Последнее слово ей далось тяжело, но она пыталась стать моей подругой и каждый раз, каждый, сука, раз говорила, как ей повезло стать «второй мамой» для таких замечательных детей как мы, ведь она всегда мечтала о большой семье.

Я только выдавила из себя натянутую улыбку и, дождавшись, когда мачеха уйдет, хорошенько хлопнула дверью. Рамки на стене вздрогнули. За несколько лет моего отсутствия в этой комнате ничего не изменилось. На стенах висели те же рамки, даже постеры я заключала в фоторамки и вешала на стену; на полках пылились остатки косметики с давно истекшим сроком годности, даже баночка с маслом для тела с приторным шоколадным запахом, точно усилившимся под воздействием времени – все оставалось прежним.

Запланированные дни для веселья со школьными подругами превратились в одну безалкогольную встречу, где каждая принялась хвастаться успехами и делиться сплетнями, уже потерявшими актуальность. Так я узнала, что парень из нашей школы вылетел после первого месяца учебы и устроился в «Макдональдс», потому что не мог придумать ничего оригинального.

Я вернулась в практически опустевший кампус. На моем этаже пахло курительной смесью – хлюпкий Лесли, объект влажных фантазий Кики, смешивал американский влажный снафф, травку и сигаретную труху, заворачивал в папиросную бумагу и продавал по спекулятивной цене. Мне казалось, что такой набор на вкус должен быть омерзительным и «не курительным», в чем меня активно пытались разубедить. А еще я думала, что снаффа там точно не было.

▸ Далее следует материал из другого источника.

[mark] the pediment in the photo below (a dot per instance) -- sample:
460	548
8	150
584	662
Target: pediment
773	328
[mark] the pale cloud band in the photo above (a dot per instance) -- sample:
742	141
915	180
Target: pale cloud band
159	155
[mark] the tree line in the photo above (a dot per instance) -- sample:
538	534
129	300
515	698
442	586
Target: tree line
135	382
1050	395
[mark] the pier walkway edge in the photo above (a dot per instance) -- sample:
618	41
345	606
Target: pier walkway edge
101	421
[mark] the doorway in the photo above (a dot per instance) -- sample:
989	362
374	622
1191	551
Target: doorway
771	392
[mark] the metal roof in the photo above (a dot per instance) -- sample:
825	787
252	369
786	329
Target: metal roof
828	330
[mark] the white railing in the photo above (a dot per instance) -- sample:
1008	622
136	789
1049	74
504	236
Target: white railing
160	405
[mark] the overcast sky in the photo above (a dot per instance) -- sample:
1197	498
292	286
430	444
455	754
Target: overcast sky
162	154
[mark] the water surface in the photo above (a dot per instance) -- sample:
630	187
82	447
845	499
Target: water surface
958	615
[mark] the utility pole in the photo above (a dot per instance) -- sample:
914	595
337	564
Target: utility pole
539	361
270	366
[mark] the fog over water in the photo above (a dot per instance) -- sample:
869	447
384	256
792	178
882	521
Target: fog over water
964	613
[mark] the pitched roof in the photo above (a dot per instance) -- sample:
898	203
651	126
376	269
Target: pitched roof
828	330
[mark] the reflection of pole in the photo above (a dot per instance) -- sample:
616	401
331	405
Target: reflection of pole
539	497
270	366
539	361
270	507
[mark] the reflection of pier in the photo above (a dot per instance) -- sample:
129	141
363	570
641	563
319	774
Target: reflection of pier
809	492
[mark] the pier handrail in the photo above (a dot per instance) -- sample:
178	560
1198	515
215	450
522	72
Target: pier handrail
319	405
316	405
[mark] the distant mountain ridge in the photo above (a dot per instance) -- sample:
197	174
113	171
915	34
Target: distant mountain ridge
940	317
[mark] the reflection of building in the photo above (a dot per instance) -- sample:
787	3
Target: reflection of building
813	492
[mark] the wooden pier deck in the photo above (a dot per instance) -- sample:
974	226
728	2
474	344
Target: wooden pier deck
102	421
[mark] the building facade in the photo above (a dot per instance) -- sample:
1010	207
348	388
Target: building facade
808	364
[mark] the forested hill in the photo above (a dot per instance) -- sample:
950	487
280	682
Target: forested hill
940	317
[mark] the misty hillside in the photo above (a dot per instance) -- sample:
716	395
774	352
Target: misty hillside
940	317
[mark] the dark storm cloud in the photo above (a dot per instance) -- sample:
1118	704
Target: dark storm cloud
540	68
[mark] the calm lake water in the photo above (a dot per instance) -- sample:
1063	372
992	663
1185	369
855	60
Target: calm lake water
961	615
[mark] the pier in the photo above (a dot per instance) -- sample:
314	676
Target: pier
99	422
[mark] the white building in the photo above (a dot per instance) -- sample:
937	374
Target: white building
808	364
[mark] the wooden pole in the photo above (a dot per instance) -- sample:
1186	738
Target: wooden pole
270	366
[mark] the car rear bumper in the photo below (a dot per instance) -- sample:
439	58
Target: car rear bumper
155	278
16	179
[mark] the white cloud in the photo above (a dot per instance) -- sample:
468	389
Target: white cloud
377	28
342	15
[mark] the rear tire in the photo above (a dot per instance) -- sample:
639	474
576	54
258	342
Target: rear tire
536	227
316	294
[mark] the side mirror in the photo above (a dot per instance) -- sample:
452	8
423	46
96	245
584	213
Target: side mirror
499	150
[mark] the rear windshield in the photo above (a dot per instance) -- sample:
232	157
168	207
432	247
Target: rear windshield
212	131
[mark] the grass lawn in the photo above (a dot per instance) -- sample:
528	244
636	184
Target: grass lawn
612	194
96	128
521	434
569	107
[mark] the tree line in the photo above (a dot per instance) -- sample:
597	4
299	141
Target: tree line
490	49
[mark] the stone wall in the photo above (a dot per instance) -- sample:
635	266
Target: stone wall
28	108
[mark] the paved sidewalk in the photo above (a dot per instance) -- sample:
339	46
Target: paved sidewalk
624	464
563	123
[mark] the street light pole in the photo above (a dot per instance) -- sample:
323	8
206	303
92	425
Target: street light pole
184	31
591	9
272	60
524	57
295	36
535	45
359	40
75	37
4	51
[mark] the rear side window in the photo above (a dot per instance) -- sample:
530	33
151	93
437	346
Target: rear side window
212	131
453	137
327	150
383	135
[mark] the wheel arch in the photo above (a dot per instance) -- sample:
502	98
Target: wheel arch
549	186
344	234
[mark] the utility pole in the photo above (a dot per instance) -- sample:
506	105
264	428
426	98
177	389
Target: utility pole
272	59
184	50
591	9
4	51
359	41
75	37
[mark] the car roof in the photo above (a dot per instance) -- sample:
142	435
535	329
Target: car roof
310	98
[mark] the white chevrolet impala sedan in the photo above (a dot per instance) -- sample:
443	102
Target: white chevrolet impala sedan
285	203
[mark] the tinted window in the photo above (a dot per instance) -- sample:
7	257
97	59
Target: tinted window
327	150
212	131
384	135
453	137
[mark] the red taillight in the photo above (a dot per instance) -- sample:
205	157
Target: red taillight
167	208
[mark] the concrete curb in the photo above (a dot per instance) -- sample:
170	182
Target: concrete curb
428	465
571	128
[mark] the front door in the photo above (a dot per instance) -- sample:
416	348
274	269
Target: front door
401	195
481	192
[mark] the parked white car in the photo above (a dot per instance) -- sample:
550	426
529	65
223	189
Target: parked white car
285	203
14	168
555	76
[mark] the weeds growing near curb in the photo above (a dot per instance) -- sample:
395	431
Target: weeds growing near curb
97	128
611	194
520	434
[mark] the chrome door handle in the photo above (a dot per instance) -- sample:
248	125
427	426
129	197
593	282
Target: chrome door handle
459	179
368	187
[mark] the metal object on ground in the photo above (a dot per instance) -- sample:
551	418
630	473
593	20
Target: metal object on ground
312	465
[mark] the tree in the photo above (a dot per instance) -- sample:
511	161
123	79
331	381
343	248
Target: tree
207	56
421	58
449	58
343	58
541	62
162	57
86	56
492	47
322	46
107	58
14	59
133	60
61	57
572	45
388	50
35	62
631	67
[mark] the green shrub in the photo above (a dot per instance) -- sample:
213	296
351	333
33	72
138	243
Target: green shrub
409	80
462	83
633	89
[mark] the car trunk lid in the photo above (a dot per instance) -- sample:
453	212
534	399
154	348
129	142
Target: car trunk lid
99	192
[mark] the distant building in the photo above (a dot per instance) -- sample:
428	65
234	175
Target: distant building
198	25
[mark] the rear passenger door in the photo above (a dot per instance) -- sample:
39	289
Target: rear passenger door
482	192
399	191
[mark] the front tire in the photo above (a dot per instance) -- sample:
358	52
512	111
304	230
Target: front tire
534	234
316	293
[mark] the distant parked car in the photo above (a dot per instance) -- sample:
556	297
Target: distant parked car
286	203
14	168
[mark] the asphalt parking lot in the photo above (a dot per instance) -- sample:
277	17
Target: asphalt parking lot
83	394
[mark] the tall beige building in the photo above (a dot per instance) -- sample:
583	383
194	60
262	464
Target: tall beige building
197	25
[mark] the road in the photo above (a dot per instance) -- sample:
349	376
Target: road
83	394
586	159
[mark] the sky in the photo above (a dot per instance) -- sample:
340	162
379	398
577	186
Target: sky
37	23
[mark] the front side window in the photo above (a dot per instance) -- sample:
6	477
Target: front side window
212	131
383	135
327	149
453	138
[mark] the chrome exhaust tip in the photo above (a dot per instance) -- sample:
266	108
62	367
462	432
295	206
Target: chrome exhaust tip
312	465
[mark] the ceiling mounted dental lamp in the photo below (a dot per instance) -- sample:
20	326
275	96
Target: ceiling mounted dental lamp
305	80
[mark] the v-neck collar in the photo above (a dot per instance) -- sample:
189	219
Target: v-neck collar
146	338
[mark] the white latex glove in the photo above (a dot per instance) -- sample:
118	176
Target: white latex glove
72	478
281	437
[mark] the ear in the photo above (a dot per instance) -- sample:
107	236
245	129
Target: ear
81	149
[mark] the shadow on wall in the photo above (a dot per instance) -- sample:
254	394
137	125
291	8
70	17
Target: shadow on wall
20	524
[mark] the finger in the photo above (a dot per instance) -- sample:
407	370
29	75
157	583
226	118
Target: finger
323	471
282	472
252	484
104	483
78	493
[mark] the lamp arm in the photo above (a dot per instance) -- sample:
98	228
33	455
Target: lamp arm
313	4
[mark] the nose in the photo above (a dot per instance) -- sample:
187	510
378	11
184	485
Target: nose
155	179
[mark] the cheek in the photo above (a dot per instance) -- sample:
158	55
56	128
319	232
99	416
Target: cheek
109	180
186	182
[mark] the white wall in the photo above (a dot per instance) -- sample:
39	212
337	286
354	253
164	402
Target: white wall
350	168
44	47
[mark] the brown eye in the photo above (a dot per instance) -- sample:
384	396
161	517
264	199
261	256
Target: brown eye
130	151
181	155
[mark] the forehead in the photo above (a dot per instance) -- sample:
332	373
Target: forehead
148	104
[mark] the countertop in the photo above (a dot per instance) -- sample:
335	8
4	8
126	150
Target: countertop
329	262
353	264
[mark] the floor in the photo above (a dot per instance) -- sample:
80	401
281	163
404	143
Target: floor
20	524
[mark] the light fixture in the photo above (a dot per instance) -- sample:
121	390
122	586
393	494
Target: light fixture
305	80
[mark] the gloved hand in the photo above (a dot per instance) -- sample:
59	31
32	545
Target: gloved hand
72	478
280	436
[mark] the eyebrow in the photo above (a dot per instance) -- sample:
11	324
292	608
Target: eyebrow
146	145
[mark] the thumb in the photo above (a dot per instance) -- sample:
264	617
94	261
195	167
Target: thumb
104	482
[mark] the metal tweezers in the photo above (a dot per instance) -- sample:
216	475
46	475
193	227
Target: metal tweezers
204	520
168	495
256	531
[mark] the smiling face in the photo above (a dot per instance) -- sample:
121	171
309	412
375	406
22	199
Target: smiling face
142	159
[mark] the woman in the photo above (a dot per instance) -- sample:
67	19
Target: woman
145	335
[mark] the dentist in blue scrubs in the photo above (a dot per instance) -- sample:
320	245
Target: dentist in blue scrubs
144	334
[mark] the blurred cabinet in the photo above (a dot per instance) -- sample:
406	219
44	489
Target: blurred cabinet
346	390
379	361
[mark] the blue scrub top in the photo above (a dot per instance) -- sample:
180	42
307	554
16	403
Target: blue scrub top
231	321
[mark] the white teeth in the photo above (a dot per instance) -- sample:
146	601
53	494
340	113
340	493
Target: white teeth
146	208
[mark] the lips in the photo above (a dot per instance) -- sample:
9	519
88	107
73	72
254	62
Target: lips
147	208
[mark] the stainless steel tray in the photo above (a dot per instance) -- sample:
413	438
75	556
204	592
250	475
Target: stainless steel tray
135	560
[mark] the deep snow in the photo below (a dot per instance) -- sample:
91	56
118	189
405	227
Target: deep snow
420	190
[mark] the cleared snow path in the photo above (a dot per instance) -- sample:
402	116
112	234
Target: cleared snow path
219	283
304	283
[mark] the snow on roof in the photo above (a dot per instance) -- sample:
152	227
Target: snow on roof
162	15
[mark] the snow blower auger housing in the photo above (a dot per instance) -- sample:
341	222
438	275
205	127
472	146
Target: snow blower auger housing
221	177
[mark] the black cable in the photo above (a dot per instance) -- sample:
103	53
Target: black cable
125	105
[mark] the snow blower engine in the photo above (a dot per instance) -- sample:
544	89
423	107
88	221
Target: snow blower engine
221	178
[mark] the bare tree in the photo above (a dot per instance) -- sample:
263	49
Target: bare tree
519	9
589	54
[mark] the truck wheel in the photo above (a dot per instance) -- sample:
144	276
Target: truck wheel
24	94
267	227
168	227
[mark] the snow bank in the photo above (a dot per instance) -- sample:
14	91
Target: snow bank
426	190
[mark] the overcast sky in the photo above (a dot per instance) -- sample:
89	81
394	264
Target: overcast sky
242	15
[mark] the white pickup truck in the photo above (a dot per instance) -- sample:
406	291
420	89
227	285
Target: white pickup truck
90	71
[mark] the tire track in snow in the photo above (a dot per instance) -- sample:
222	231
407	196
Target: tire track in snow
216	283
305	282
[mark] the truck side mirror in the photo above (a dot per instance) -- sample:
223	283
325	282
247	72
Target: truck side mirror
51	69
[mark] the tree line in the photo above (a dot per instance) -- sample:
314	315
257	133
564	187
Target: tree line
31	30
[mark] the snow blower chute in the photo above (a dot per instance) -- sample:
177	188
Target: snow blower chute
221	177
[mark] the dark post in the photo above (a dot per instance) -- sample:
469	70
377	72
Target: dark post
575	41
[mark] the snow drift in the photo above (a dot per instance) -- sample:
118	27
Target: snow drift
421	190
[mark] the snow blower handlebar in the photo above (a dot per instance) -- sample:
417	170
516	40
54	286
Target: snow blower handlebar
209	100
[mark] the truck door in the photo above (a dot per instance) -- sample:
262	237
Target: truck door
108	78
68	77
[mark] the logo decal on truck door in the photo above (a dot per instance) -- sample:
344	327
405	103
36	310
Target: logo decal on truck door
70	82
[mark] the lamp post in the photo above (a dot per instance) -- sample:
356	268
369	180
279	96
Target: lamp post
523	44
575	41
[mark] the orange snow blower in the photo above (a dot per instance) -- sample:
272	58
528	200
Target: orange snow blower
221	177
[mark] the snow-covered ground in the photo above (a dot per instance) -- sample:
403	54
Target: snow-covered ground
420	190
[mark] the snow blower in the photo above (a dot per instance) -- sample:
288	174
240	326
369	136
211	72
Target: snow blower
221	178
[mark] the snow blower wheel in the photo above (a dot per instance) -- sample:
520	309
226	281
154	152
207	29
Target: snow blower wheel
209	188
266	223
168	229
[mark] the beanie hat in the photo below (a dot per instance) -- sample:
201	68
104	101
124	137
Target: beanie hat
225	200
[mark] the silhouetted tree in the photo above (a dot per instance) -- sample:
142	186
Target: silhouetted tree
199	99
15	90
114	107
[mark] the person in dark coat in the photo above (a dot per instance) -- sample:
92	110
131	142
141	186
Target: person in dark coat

Моя соседка сидела на подоконнике возле открытого окна и курила как раз эту дрянь, скидывая пепел на пачку листов с правилами пожарной безопасности для первокурсников. Она глупо открыла рот и поместила самокрутку посередине круглой карманной пепельницы.

– Ба, какие люди! Это же Мисс Сенсация собственной персоной!

Фиби первой узнала о теме статьи в апреле. Мне пришлось рассказать ей, когда я стала интересоваться Мари Лаво, прошлым Академии и вообще всем, что ей известно из этой области. Можно было бы подождать до лета, попробовать возобновить общение с мисс Гуд, убедить ее в том, что страсть как желаю обучиться фокус-покусам, но к тому времени собранная информация напоминала бы одну третью часть «Унесенных ветром», да и я убедила себя, что сроки поджимали.

Я планировала поставить последние знаки препинания до того, как стрелки часов коснутся полуночи, а маленький календарь внизу уведомит о наступлении осени.

– Ты надолго или вещи забрать? – соседка продолжила курение, загибая пальцем уголок первого листа пожарной безопасности.

Я солгала, что хочу быть поближе к родной альма-матер даже летом.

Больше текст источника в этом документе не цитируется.